Cet intérêt porté à l'interprétation des rêves a surpris, au XVIIe siècle : l'abbé d'Aubignac émet des réserves envers le dialogue « sur la nature des songes dans La Mariane », qui « fait relâcher le plaisir aussi bien que l'attention du spectateur[462] ». Scudéry hésite devant « ce discours des songes, que M. Tristan a mis dans la bouche de Phérore, qui n'était pas absolument nécessaire. Mais, étant si bien lié à la vision que vient d'avoir Hérode, il y ajoute une beauté merveilleuse[463] ». Cette interprétation est « poussée à l'extrême dans Osman[460] ». Hérode, « tourmenté d'un songe affreux, s'éveillait en sursaut dès le lever du rideau, tandis que le rideau se lève sur la sultane endormie et rêvant tout haut[B 118] ».

Par « le jeu comme par l'écriture, Tristan rejoint un autre monde qui est, pour lui, le seul authentique : celui de ses rêves. Dans ce voyage intérieur, Le Page disgracié marque une étape décisive[S 9] ». Henri Coulet considère que « vouloir séparer le vrai du faux dans Le Page disgracié, c'est ne pas voir la raison d'être de ce livre : il est l'histoire de l'essai fait par Tristan pour maintenir le rêve dans la vie, l'imaginaire dans le réel, et de son échec[464] ». La démarche du romancier aboutit à ce « paradoxe émouvant — et si cornélien : c'est par ce refus du compromis et d'un bonheur imparfait que Tristan parvient à préserver son rêve[119] ».

Présences de Tristan L'Hermite[modifier | modifier le code]

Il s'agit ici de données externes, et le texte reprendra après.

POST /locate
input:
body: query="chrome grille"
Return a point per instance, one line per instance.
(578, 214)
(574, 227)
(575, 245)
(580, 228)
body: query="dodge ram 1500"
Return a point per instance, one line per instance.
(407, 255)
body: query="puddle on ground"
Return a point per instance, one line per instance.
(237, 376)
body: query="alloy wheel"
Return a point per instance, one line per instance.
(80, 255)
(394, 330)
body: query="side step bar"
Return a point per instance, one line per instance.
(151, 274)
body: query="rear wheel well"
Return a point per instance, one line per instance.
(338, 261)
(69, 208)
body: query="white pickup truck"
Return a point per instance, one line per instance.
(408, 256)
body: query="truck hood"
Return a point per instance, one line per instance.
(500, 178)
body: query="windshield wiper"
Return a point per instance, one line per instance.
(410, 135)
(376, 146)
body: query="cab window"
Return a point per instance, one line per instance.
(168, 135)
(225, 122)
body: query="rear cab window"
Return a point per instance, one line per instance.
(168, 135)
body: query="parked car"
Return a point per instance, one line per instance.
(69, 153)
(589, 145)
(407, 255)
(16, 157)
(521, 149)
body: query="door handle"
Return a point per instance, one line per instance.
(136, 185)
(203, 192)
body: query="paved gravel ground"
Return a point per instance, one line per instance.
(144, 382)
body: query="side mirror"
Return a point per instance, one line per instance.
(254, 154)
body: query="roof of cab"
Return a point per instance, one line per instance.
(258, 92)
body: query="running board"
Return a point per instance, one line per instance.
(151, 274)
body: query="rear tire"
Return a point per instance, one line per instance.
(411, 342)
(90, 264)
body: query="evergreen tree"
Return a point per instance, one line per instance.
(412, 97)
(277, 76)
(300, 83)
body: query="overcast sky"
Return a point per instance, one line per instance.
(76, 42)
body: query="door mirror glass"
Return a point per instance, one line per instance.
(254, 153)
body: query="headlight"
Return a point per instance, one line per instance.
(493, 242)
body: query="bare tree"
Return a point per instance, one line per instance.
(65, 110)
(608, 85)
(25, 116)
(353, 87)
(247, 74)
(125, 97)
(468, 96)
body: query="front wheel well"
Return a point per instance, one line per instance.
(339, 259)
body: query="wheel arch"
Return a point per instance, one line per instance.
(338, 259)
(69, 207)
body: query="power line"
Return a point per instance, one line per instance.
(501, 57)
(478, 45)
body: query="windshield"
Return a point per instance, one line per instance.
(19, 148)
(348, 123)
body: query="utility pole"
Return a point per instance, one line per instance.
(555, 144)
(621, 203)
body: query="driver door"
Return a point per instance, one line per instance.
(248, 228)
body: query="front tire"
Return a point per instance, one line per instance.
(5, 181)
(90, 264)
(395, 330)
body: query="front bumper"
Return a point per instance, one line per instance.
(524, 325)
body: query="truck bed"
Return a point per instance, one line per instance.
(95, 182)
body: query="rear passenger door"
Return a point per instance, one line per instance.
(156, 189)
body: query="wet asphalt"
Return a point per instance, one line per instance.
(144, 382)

Littérature[modifier | modifier le code]

XVIIe siècle[modifier | modifier le code]

Tristan paraît comme personnage dans la scène d'ouverture des Académistes[G 21], comédie en cinq actes de Saint-Évremond composée en 1637 ou 1638[465] dans le but railler les « mesquines discussions dans le travail linguistique entrepris par l'Académie française[466] », sans viser pour autant « tous les académiciens[467] » :

Tristan

Quoique fort peu savants, ils ont bien le courage
De gloser tous les jours dessus notre langage,
Mais ils passent deux ans à réformer six mots.
                                             (Acte I, scène I[468])

La présence de Tristan a surpris dans « cette spirituelle satire[B 119] », notamment parce que « Saint-Évremond, si bien informé par ailleurs, ne pouvait ignorer que Tristan ne faisait pas partie de l'Académie[469] » à cette date. Le trio qu'il compose avec Saint-Amant et Faret (Acte IV, scène II[470]) n'en est pas moins sympathique[467]. Lorsque Saint-Évremond réécrit sa pièce, vers 1680[467], dans une version en trois actes publiée dans un tome posthume de ses Œuvres mêlées, en 1705[471], le rôle de Tristan a disparu[469].

Tristan est l'un des protagonistes du Parnasse réformé de Gabriel Guéret, publié en 1669 — où il encourt les reproches de l'acteur Montfleury : « Vous voudriez, je pense, qu'on ne jouât jamais que Mariane, et qu'il mourût toutes les semaines un Montdory à votre service[472] ». Le poète répond lui-même aux critiques de L'Estoile contre ceux qui « se laissent tellement posséder par la fureur poétique qu'ils font des poèmes en marchant[473] » :

« Vous vous mettez en peine de peu de choses, dit alors brusquement Tristan. Laissez vivre les poètes à leur fantaisie. Ne savez-vous pas qu'ils n'aiment point la contrainte ? Et que vous importe-t-il qu'ils soient mal vêtus, pourvu que leurs vers soient magnifiques ? Ne vous y trompez point : Cette grande négligence d'eux-mêmes est la source des plus belles poésies[474]. »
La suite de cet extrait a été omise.